Berbuat baik terhadap kerabat, selain berpahala besar, juga merupakan sarana manjur untuk mendakwahi mereka. Andaikan kita rajin menyambung silaturrahim, gemar memberi dan berbagi dengan kerabat, selalu menanyakan kondisi dan kabar mereka, menyertai kebahagiaan dan kesedihan mereka; tentu mereka akan berkenan mendengar apa yang kita omongkan serta menerima nasehat kita; sebab mereka merasakan kasih sayang dan perhatian ekstra kepada mereka.
3. Saling memaafkan kesalahan
Dalam kehidupan bersama kerabat, kadangkala timbul gesekan dan riak-riak kecil antar anggota keluarga. Ini merupakan suatu hal yang amat wajar. Sebab manusia merupakan sosok yang tidak lepas dari salah dan alpa. Namun fenomena itu akan berubah menjadi tidak wajar manakala luka yang muncul akibat kekeliruan tersebut tetap dipelihara dan tidak segera diobati dengan saling memaafkan.
Betapa banyak keluarga besar yang terbelah menjadi dua, hanya akibat merasa gengsi untuk memaafkan kesalahan-kesalahan sepele. Padahal karakter pemaaf merupakan salah satu sifat mulia yang amat dianjurkan dalam Islam.
Allah ta’ala berfirman,
“خُذِ الْعَفْوَ وَأْمُرْ بِالْعُرْفِ وَأَعْرِضْ عَنِ الْجَاهِلِينَ”.

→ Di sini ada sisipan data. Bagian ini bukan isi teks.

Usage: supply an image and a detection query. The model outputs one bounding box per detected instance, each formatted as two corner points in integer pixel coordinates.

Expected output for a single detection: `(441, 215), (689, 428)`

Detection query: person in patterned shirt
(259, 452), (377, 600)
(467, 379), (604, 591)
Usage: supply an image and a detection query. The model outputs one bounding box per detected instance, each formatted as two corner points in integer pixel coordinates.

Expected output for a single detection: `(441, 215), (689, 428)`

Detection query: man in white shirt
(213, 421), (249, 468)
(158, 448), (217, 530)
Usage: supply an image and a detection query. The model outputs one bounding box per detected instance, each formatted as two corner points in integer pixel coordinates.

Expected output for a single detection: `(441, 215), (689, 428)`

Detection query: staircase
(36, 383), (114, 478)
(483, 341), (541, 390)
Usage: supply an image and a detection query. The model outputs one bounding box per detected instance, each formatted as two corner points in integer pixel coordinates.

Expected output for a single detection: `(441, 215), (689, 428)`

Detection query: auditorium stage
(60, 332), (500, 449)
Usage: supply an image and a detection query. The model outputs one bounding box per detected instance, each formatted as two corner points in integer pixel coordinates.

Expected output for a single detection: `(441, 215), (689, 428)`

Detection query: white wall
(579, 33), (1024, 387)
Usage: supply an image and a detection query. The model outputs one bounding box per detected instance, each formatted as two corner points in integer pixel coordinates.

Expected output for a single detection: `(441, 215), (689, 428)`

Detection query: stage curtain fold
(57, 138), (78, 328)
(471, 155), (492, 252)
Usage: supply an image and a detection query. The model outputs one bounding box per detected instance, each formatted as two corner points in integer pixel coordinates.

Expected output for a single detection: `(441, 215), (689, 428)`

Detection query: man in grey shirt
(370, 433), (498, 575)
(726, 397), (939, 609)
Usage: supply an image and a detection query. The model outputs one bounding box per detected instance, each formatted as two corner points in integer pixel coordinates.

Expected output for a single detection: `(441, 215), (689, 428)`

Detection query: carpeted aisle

Artinya: “Jadilah pemaaf dan suruhlah orang mengerjakan kebajikan, serta jangan pedulikan orang-orang jahil”. QS. Al-A’raf: 199.
Silaturrahmi yang syar’i.
Walaupun silaturrahmi adalah perbuatan mulia, namun ada rambu-rambu yang harus diperhatikan agar silaturrahmi kita tidak bertentangan dengan syariat.
1. Fanatisme
Ketika salah dalam memahami silaturrahmi, banyak orang yang akhirnya justru terjatuh dalam bahaya yang besar yaitu fanatisme. Kekerabatan memang alasan yang paling tepat untuk menumbuhkan fanatisme. Sehingga beranggapan bahwa membela kerabat yang berbuat salah adalah merupakan bentuk menjaga silaturrahmi. Faktor inilah juga yang menjadikan menyebabkan timbulnya banyak perpecahan dalam tubuh masyarakat.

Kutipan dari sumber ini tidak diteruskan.